La Universidad de Puerto Rico no es solo la principal institución de educación superior en el país –reconocimiento concedido por los demás universitarios y no por arrebatos egocéntricos– sino un territorio humano e institucional para el fortalecimiento de la cultura democrática. Basta un recorrido por su Ley, Reglamento y algunas Certificaciones para que se descubra ese espíritu de «comunidad» como horizontalidad participativa. En la formación de la Universidad y de su cultura democrática también han jugado un papel esencial las luchas laborales y estudiantiles que han hecho posible la democratización y consolidación de su personalidad, traducida en esa identidad asumida con orgullo que se llama “los universitarios”. Para los que estudian y trabajan en ella no se trata de un lugar que se visita pasajeramente para obtener un grado académico o un salario como empleado, sino de un espacio real y espiritual en el que se vive y por el que se vive. La Universidad es una comunidad imaginada y real, una representación y un ser en su hacer, a partir de deseos y acciones, que busca constantemente superarse. Por eso, la única manera que tiene de gobernarse, y no se puede olvidar que la mayoría de los que desempeñan funciones de liderato administrativo son académicos, es autogobernándose. En el organigrama institucional, los procesos de consulta y la elección de los representantes a distintas posiciones están fundamentados en el criterio de comunidad, así también las reuniones claustrales y departamentales, la Junta Universitaria –que congrega al Presidente, los Rectores de cada uno de los Recintos y los representantes docentes y estudiantiles del sistema– la Junta Administrativa, el Senado Académico y los Consejo de Estudiantes, entre otros, expresan ese proyecto.

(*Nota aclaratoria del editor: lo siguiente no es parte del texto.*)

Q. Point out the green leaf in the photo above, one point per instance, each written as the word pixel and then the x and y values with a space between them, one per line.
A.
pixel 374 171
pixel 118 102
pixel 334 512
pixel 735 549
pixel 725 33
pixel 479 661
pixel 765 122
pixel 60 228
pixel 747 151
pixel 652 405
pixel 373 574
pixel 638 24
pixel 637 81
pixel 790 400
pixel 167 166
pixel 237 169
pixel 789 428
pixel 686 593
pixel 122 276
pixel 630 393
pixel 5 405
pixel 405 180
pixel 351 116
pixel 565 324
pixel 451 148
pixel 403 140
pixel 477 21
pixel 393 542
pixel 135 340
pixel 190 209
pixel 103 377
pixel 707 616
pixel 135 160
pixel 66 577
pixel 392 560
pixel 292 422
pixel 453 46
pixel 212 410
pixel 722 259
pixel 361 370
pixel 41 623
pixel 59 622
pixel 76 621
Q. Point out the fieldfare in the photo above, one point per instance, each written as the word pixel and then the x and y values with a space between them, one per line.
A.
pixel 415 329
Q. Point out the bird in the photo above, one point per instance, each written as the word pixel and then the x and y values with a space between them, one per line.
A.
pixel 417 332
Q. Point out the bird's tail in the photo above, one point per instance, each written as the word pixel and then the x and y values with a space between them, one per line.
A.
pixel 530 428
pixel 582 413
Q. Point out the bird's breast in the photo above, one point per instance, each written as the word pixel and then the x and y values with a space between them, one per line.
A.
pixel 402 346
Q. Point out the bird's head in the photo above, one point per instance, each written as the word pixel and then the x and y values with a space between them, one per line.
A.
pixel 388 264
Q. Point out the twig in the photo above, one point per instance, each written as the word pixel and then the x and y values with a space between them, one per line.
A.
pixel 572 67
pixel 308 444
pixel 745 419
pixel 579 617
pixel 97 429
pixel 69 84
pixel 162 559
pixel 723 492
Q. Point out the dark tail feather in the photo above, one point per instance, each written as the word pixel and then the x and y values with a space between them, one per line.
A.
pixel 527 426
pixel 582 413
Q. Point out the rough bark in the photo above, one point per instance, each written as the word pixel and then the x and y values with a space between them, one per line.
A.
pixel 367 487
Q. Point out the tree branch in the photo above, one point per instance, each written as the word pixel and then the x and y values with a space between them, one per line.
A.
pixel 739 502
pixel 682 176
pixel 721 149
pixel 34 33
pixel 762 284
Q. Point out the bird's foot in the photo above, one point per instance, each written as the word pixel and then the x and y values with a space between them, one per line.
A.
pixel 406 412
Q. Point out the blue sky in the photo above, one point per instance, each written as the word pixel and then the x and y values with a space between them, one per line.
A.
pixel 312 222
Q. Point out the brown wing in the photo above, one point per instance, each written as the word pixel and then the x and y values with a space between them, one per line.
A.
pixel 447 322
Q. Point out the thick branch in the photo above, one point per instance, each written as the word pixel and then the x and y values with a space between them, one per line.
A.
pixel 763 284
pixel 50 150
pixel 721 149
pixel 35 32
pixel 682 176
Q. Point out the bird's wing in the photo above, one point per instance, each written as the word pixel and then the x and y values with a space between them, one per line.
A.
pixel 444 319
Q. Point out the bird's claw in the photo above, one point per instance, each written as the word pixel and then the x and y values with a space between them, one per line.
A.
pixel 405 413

La Universidad tiene su Facultad de docentes e investigadores y posee también un importante sector de trabajadores sin el que sus logros hubiesen sido imposibles. Recientemente, el grupo afiliado al Sindicato de Trabajadores ha exigido cambios en sus condiciones laborales y salariales, y ha decretado y llevado a cabo una huelga. Todo el mundo ha coincidido en que los trabajadores de la Universidad han quedado rezagados económicamente y que la onda inflacionaria que viene empobreciendo al país ha destrozado su capacidad adquisitiva real, haciendo sal y agua su salario nominal. Pero si todo el mundo sabe que es justo y fundamental un aumento salarial, ¿por qué no tomar decisiones para resolver lo obvio? ¿Por qué optar por el pasa manos y las promesas para luego, tras el inicio de la huelga, ahogarse en la retórica de las pérdidas reales o posibles y el señalamiento de quienes son o serán culpables de las mismas? Buscar como chivo expiatorio a los trabajadores para explicar los problemas que asedian a la Universidad es un error descabellado. Todos los miembros del Sindicato de Trabajadores y de la Hermandad de Empleados Exentos No-Docentes forman parte de la comunidad universitaria y no se trata de extraños o de esa “otra clase” enemiga que supone el discurso de la guerra entre patronos y obreros. Los trabajadores son parte indispensable de la comunidad universitaria, están identificados con ella y saben colocarla por encima de las diferencias para resolver precisamente las diferencias. En esta Institución que ha sido privada de más de la mitad de sus recursos presupuestarios en los últimos 6 años, ¿quién hacía la lista de los peligros que eso acarreaba para las acreditaciones de los programas y la salud administrativa? Si hay que identificar a los culpables de los problemas que abruman a la Universidad, no hay que mirar hacia el lado, hay que mirar para arriba y hacia las tribus políticas. Por allí pululan y los hay de todos los colores.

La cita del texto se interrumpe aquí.